Our relationship is ever evolving, as we’re chatting with Esnaider on a very regular basis. Even had the pleasure of traveling with him to Honduras in 2023! His vision in the past couple of years has grown to establish a larger group of growers, collectively known as Monkaaba. In addition to securing specialty market access through Semilla, one of Esnaider’s main goals is to invest in ongoing education that will grow the group’s knowledge and skills to ensure future success. Esnaider holds regular gatherings to cup and brew each other's coffee, which has led to a much more holistic understanding and confidence in the quality of their coffee.

Semilla Coffee shares about Monkaaba:

The idea for this came to Esnaider thanks to his experience over the last ten years working as a sample roaster and cupper. While he was always happy to see producers receive a solid price for their coffees through this exporter, he noticed that there was very little understanding at the buyer level of what went into coffee production. Too often he watched coffees produced by people he knew be rejected due to a single cupping session, and for this producer to receive little explanation of why it was rejected or what could be improved. What worried him the most was how this process could be confusing or demotivating to producers seeking to enter the specialty market, and he knew there had to be many who were being overlooked as a result.
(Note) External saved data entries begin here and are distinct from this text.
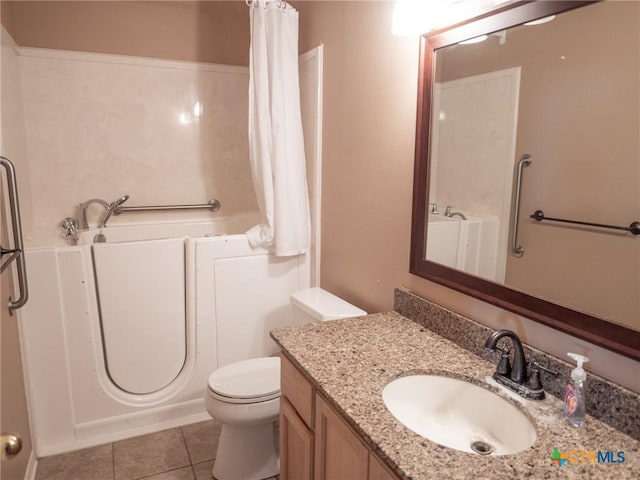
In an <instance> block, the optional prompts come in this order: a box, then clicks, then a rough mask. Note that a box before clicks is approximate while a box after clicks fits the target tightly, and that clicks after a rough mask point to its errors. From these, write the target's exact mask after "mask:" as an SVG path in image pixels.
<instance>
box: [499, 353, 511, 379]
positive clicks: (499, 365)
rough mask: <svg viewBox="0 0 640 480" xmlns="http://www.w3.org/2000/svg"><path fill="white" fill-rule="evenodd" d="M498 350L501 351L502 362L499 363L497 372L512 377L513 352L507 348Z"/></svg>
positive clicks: (506, 376) (500, 358)
mask: <svg viewBox="0 0 640 480" xmlns="http://www.w3.org/2000/svg"><path fill="white" fill-rule="evenodd" d="M496 350H498V351H500V361H499V362H498V366H497V368H496V372H497V373H499V374H500V375H504V376H505V377H508V376H510V375H511V350H510V349H509V348H507V347H505V348H500V347H496Z"/></svg>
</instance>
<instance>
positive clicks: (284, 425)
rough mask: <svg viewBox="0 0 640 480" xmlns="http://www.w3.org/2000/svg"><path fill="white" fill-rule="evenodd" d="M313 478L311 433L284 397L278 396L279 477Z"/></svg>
mask: <svg viewBox="0 0 640 480" xmlns="http://www.w3.org/2000/svg"><path fill="white" fill-rule="evenodd" d="M312 478H313V434H312V433H311V431H310V430H309V429H308V428H307V427H306V426H305V424H304V423H303V422H302V420H301V419H300V417H299V416H298V414H297V413H296V412H295V410H294V409H293V407H292V406H291V404H290V403H289V402H288V401H287V399H286V398H285V397H281V398H280V479H281V480H311V479H312Z"/></svg>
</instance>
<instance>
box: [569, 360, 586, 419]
mask: <svg viewBox="0 0 640 480" xmlns="http://www.w3.org/2000/svg"><path fill="white" fill-rule="evenodd" d="M567 355H568V356H569V357H571V358H573V359H574V360H575V361H576V362H577V363H578V366H577V367H576V368H574V369H573V370H572V371H571V380H569V382H568V383H567V390H566V393H565V396H564V414H565V416H566V417H567V421H568V422H569V425H571V426H572V427H582V426H583V425H584V413H585V402H584V382H585V380H586V379H587V372H585V371H584V369H583V368H582V364H583V363H586V362H588V361H589V359H588V358H587V357H585V356H583V355H578V354H577V353H567Z"/></svg>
Rather than focusing only on his own success as a grower, he wants to see all those around him engaged in sustainable, meaningful relationships. Now with Monkaaba, he commits himself to this on the daily. Not only does he hold weekly cupping sessions for all producers who would like to have their samples evaluated, but he also invites all those willing and interested to come and cup alongside him.
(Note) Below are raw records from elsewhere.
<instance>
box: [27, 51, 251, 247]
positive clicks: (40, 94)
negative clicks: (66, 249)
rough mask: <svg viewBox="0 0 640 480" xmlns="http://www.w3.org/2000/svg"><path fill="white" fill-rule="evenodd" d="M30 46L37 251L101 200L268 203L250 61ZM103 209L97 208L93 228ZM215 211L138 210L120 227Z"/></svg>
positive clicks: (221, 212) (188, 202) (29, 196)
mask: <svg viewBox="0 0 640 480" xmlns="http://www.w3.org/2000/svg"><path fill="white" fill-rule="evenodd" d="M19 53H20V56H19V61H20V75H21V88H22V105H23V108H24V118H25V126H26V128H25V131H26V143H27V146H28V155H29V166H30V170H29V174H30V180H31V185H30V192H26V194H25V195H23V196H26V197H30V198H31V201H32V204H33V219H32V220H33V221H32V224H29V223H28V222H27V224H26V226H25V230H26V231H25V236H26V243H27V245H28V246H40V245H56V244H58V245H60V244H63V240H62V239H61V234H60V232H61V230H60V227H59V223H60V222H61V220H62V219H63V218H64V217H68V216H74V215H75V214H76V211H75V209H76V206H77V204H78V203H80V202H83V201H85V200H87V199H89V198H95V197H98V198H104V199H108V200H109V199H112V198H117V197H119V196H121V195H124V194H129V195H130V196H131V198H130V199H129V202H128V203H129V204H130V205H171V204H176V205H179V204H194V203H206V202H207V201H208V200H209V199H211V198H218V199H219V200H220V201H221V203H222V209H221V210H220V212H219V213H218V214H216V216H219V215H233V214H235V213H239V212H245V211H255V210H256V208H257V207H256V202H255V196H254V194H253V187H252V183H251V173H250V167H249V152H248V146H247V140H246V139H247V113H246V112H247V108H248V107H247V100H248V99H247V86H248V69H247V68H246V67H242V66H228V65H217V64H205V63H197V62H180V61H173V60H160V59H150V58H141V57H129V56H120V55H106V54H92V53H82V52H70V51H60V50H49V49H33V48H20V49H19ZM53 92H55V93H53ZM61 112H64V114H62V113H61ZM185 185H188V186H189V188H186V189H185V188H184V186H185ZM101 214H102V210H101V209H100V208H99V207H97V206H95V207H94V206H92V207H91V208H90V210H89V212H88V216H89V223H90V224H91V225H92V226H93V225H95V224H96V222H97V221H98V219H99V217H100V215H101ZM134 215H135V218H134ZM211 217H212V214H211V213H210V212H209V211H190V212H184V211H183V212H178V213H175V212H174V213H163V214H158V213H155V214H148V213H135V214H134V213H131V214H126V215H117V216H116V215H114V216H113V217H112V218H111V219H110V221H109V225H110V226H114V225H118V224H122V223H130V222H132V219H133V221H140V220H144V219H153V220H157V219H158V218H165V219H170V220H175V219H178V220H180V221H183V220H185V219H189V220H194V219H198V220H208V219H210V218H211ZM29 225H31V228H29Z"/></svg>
The early results have been amazing as he’s collected coffees from all over the area and hosted growers of all levels of experience and age at his farm, to cup and to discuss in depth about their goals and dreams and challenges.

Processing

Ripe, red cherries are delivered to the beneficio at Villa Maria and left in open containers to begin a brief whole cherry fermentation for 12 hours. They are then floated and sorted to remove any under ripe or insect damaged fruits. Coffee then moves directly to the depulper, where the skin and mucilage is removed, and the seeds undergo a dry fermentation in tile tanks for 24 hours. The parchment coffee is finally turned out onto heavily shaded, raised drying beds, where they are constantly tended to by Esnaider and Olgar over a 30 day drying period.

Brewing

This coffee tends to perform well across all brew methods and is quite forgiving. It’s tasting nice along a wide spectrum of grind sizes as well. On the finer end, you’ll find deeper sweetness and more classic coffee flavors - brown sugar, vanilla, chocolate, apple butter. On the coarser end, you’ll highlight brighter fruit and complexity - orange, cherry, grapefruit, honey, sweet tea. The ideal brew should produce a combination of juicy yet balanced red fruit flavors coupled with a full, structured sweetness.

If your coffee is thin in body and lacking sweetness / depth, with flavors like under-ripe stone fruits and chocolate wafer - try grinding finer.

If your coffee is bitter and has a particularly dry aftertaste, with flavors like over-steeped black tea and roasted nuts, - try grinding coarser.

Roasting Schedule

We roast on Sunday, Tuesday, Thursday, and fulfill orders on Monday, Wednesday, Friday.  Orders will always ship within 1 - 4 days of roasting. Orders placed after Wednesday at 11:59pm Eastern will be fulfilled on the following Monday.

Nap Time

Roasted coffee thrives after a brief rest period! Flavors will evolve and become more expressive (i.e. delicious) over time as carbon dioxide escapes from the dense cell walls. We recommend aiming to brew our coffees a minimum of 1 week out from the roast date.

Proper Storage

Our bags feature a resealable zipper, making them the perfect storage vessel. Heat, moisture, and light, are all enemies to coffee and will speed up the aging process. We recommend simply storing in a cool, dry, dark place.

Bag Disposal

Our retail bags are fully compostable! We've also established a local return program in our cafe where you'll receive discounts on future bag purchases.